Stephen Walt may write whatever he wants on the American future:
Americans will need to rethink a political system that recruits and rewards those who are most adept at selling themselves to the highest bidder. And there has to be something seriously wrong with a political system that has devoted many months and spent billions of dollars preparing for the 2020 election and ends up giving the country a choice between three old white guys. For that matter, Americans ought to rethink whether spending a full year electing someone to a four year term makes any sense at all. No other advanced democracy does it this way. And while we’re at it, let’s scrap the absurd Electoral College, an indefensible relic that systematically disempowers voters in most of the country.
And I don't see anything wrong with "white guys", them being truly old, that is another thing. It is not about the race, it is about competence. Obama was a first black two-term POTUS and it will take some time before competent historians will write a work on a catastrophic impact on the United States Obama Administration had. But here is the problem, the well of the American statesmanship is dry, it was for some time now, because mechanism which produces real leaders is broken and it cannot be fixed without massive, fundamental changes to America's "way of life"--a change America is not ready to implement... yet. The operation is very serious and dangerous and may result in patient dying but without it, the patient is dead anyway.   
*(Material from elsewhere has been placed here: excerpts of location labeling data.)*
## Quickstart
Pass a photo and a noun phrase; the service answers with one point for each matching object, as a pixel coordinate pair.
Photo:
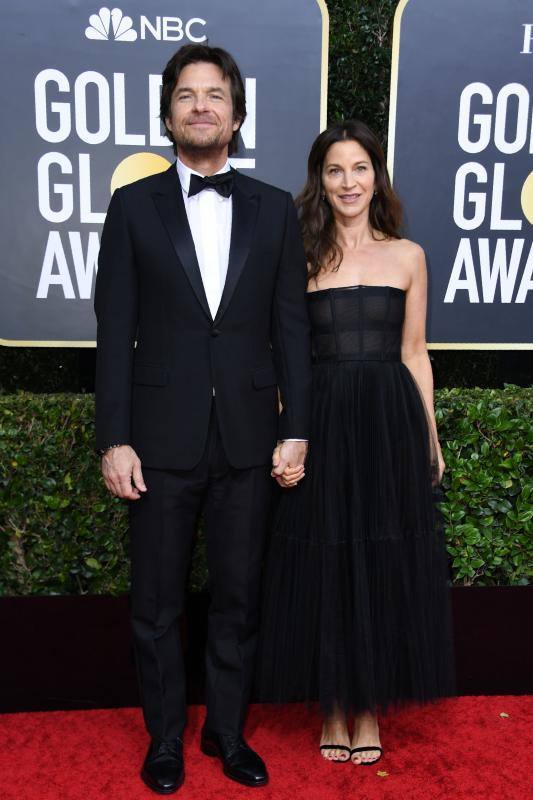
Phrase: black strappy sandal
(362, 750)
(337, 747)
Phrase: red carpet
(459, 749)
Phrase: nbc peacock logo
(111, 24)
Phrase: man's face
(201, 108)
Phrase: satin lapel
(169, 203)
(243, 219)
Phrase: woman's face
(348, 179)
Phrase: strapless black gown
(356, 606)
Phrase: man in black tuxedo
(203, 268)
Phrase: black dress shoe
(239, 761)
(163, 766)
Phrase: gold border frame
(323, 123)
(398, 14)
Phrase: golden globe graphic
(84, 119)
(526, 198)
(462, 113)
(137, 166)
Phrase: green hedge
(62, 534)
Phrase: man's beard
(213, 141)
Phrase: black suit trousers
(162, 526)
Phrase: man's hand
(121, 468)
(288, 463)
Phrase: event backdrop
(80, 99)
(460, 146)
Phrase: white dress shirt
(209, 216)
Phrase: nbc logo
(111, 25)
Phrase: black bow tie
(221, 183)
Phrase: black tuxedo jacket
(157, 395)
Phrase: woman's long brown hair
(316, 218)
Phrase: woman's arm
(414, 349)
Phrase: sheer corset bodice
(356, 323)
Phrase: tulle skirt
(356, 601)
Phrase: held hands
(121, 468)
(288, 463)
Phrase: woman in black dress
(356, 601)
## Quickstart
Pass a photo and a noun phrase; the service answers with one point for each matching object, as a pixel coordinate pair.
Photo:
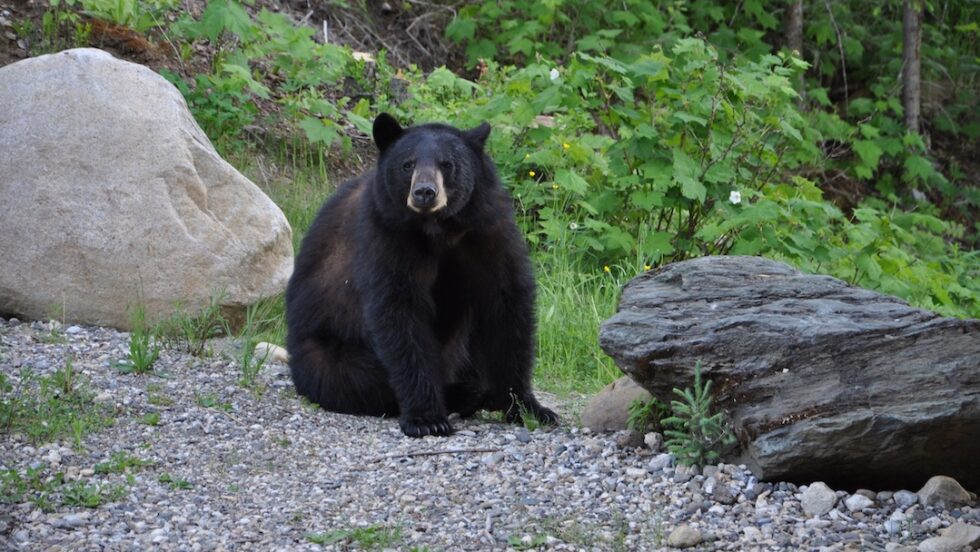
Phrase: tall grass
(573, 300)
(573, 297)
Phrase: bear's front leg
(510, 357)
(400, 323)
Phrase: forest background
(838, 136)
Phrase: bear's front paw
(420, 426)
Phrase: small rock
(893, 527)
(660, 462)
(71, 521)
(523, 435)
(654, 441)
(689, 470)
(943, 491)
(818, 499)
(636, 472)
(629, 439)
(866, 492)
(904, 499)
(684, 536)
(932, 524)
(817, 523)
(723, 494)
(608, 410)
(955, 538)
(752, 533)
(858, 502)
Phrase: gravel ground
(227, 468)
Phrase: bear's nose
(424, 194)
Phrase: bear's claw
(420, 427)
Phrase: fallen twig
(431, 453)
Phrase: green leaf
(685, 174)
(869, 152)
(657, 245)
(318, 131)
(225, 15)
(918, 168)
(572, 182)
(647, 200)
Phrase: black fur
(392, 312)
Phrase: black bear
(412, 293)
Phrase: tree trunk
(912, 57)
(794, 34)
(794, 27)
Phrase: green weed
(175, 483)
(374, 537)
(122, 462)
(646, 415)
(143, 350)
(90, 496)
(150, 419)
(694, 435)
(192, 332)
(48, 408)
(266, 314)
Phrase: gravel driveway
(194, 461)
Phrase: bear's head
(427, 171)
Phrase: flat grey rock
(822, 380)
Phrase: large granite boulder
(111, 194)
(821, 380)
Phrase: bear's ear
(386, 130)
(478, 136)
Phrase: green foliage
(31, 486)
(175, 483)
(139, 15)
(143, 349)
(633, 158)
(191, 332)
(79, 493)
(260, 318)
(48, 408)
(372, 537)
(694, 435)
(646, 415)
(260, 49)
(35, 486)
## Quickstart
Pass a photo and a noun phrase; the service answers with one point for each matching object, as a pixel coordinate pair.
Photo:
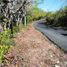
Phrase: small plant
(3, 50)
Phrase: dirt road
(32, 49)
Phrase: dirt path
(32, 49)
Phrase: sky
(52, 5)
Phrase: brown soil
(33, 49)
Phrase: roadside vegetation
(58, 18)
(18, 15)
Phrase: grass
(3, 50)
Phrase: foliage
(58, 18)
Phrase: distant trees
(58, 18)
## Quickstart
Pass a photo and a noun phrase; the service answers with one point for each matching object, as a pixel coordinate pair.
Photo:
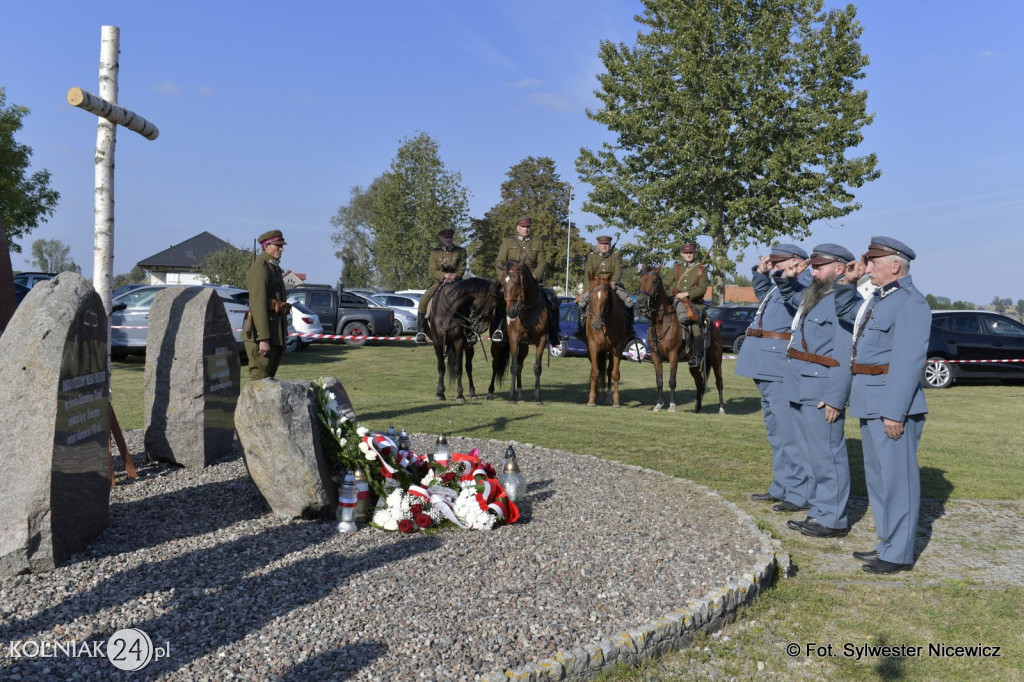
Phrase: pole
(102, 245)
(568, 238)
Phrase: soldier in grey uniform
(891, 331)
(606, 261)
(817, 384)
(523, 248)
(762, 357)
(265, 329)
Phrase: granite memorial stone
(54, 426)
(193, 377)
(280, 434)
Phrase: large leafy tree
(395, 220)
(25, 200)
(53, 256)
(534, 189)
(734, 119)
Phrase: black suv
(732, 322)
(970, 336)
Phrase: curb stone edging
(671, 632)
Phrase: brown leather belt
(812, 357)
(781, 336)
(868, 369)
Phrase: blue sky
(269, 113)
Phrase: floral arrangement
(414, 492)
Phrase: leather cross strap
(812, 357)
(872, 370)
(762, 333)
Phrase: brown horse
(605, 329)
(526, 322)
(666, 338)
(458, 312)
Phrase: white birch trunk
(102, 264)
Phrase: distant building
(180, 264)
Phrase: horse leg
(439, 351)
(469, 370)
(673, 367)
(655, 358)
(615, 360)
(542, 347)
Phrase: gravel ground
(194, 559)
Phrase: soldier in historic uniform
(448, 263)
(523, 248)
(763, 358)
(890, 345)
(605, 261)
(265, 329)
(688, 283)
(817, 384)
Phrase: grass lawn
(971, 450)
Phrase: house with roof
(181, 263)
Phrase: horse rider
(688, 282)
(606, 261)
(446, 264)
(522, 248)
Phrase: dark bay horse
(526, 322)
(605, 330)
(666, 338)
(458, 312)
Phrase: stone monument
(54, 426)
(280, 433)
(193, 377)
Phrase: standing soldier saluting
(265, 328)
(606, 261)
(448, 263)
(523, 248)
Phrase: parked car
(732, 322)
(30, 279)
(568, 314)
(303, 321)
(973, 335)
(131, 310)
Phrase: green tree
(53, 256)
(532, 188)
(396, 219)
(227, 266)
(135, 275)
(25, 201)
(733, 120)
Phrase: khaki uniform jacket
(529, 251)
(264, 281)
(598, 264)
(691, 279)
(442, 262)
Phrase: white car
(130, 315)
(304, 321)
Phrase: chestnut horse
(666, 338)
(605, 330)
(458, 312)
(526, 323)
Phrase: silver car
(130, 315)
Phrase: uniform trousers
(790, 480)
(893, 485)
(261, 367)
(822, 454)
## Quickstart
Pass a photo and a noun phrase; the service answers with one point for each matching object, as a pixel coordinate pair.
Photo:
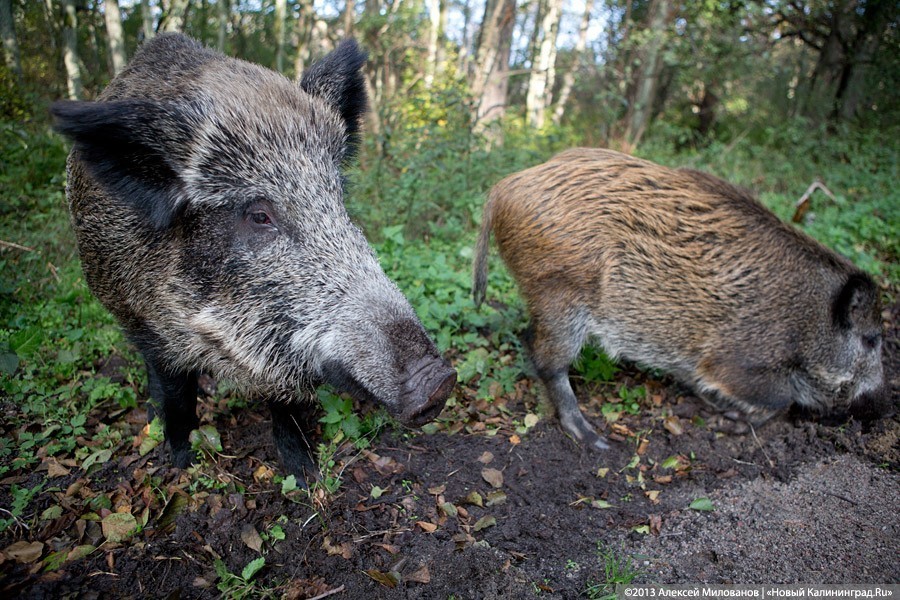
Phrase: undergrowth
(418, 195)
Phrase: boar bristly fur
(680, 271)
(207, 199)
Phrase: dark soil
(795, 501)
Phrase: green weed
(618, 569)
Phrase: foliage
(618, 569)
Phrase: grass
(618, 569)
(421, 207)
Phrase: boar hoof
(577, 426)
(183, 458)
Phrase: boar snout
(426, 390)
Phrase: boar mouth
(423, 393)
(418, 415)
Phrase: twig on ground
(5, 244)
(753, 431)
(336, 590)
(801, 207)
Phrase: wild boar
(681, 271)
(207, 200)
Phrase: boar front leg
(175, 396)
(555, 342)
(291, 422)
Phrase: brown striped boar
(679, 270)
(206, 196)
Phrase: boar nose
(427, 390)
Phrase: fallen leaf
(386, 579)
(426, 526)
(118, 527)
(485, 522)
(702, 504)
(673, 425)
(54, 469)
(486, 457)
(492, 476)
(251, 537)
(24, 552)
(79, 552)
(642, 447)
(474, 498)
(263, 474)
(655, 524)
(495, 498)
(420, 575)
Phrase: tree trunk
(114, 36)
(640, 108)
(434, 32)
(303, 32)
(540, 82)
(349, 17)
(280, 33)
(70, 50)
(577, 61)
(147, 20)
(873, 30)
(174, 15)
(491, 80)
(10, 43)
(222, 17)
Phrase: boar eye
(871, 341)
(260, 218)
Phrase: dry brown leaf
(390, 548)
(386, 579)
(420, 575)
(426, 526)
(655, 524)
(492, 476)
(263, 474)
(251, 537)
(54, 469)
(673, 425)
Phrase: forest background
(773, 95)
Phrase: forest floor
(463, 513)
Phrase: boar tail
(480, 263)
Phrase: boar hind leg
(555, 343)
(175, 396)
(290, 423)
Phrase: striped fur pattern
(680, 271)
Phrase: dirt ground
(465, 514)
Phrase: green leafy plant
(238, 587)
(618, 569)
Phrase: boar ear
(854, 301)
(338, 80)
(127, 148)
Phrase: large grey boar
(206, 196)
(680, 271)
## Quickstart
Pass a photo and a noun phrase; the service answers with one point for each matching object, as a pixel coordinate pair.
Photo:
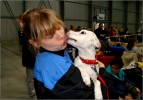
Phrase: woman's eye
(83, 32)
(59, 28)
(48, 37)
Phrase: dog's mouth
(68, 38)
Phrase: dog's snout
(82, 32)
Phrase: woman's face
(55, 42)
(115, 69)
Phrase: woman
(55, 75)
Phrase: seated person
(129, 57)
(121, 86)
(131, 46)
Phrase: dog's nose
(66, 30)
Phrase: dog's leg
(85, 76)
(97, 90)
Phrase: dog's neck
(87, 53)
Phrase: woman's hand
(100, 64)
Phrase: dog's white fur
(86, 42)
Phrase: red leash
(103, 82)
(94, 62)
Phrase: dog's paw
(85, 76)
(86, 79)
(97, 90)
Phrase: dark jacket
(28, 59)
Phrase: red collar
(89, 61)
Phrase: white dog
(87, 44)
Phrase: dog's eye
(83, 32)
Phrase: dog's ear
(97, 44)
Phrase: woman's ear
(33, 43)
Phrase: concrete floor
(13, 74)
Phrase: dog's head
(83, 39)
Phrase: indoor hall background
(75, 12)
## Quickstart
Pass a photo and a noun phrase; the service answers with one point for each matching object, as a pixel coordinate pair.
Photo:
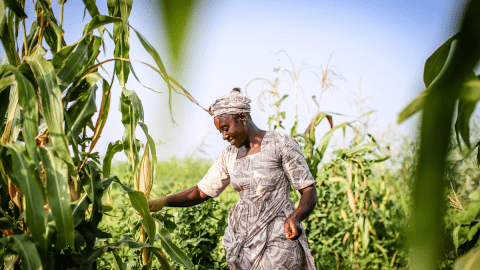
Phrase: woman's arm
(305, 208)
(186, 198)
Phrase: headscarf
(231, 103)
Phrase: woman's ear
(242, 117)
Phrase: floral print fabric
(254, 237)
(231, 103)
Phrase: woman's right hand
(156, 205)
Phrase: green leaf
(83, 87)
(8, 40)
(153, 151)
(112, 149)
(475, 196)
(360, 149)
(469, 96)
(176, 15)
(118, 261)
(455, 236)
(163, 261)
(32, 38)
(99, 20)
(436, 62)
(122, 49)
(91, 183)
(4, 101)
(102, 115)
(91, 6)
(79, 114)
(173, 250)
(58, 196)
(128, 241)
(473, 230)
(61, 57)
(151, 50)
(26, 179)
(27, 99)
(6, 82)
(58, 40)
(79, 208)
(27, 251)
(73, 66)
(16, 7)
(468, 261)
(52, 108)
(139, 202)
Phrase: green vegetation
(62, 208)
(52, 184)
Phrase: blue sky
(382, 43)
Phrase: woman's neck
(255, 136)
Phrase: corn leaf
(176, 14)
(26, 179)
(58, 196)
(6, 82)
(151, 50)
(92, 8)
(82, 87)
(7, 38)
(16, 7)
(79, 114)
(173, 250)
(163, 261)
(73, 66)
(468, 261)
(139, 202)
(61, 57)
(153, 153)
(433, 67)
(27, 99)
(92, 185)
(78, 209)
(99, 20)
(122, 49)
(102, 115)
(112, 149)
(4, 101)
(52, 108)
(24, 247)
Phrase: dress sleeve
(217, 177)
(294, 164)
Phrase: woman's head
(234, 127)
(232, 117)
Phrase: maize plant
(51, 180)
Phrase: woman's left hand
(293, 229)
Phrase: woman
(264, 229)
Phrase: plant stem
(25, 38)
(61, 14)
(59, 40)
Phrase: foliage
(52, 185)
(449, 77)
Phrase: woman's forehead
(222, 120)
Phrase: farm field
(398, 202)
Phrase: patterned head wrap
(231, 103)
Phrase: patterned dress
(254, 237)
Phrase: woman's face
(232, 129)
UPDATE: Just stumbled upon excellent piece by Paul Craig Roberts. Totally relevant to what is being discussed. 
The only solution for the economy is debt forgiveness for the ordinary people and nationalization for the companies. Trump indicated that aid might be given in the form of an equity stake, and later sell the government’s stake for a profit in a privatization when things return to normal. This would be a partial nationalization. Much better to go whole hog as it allows a cure for concentration and deregulation. The pandemic has made it clear that a society of self-seeking individuals is not a society. A society is a social system. A successful social system is one that can support its members. Once a self-sustaining social system exists, then there is a basis for people to branch out on their own. But without a sustainable social system, there can be nothing.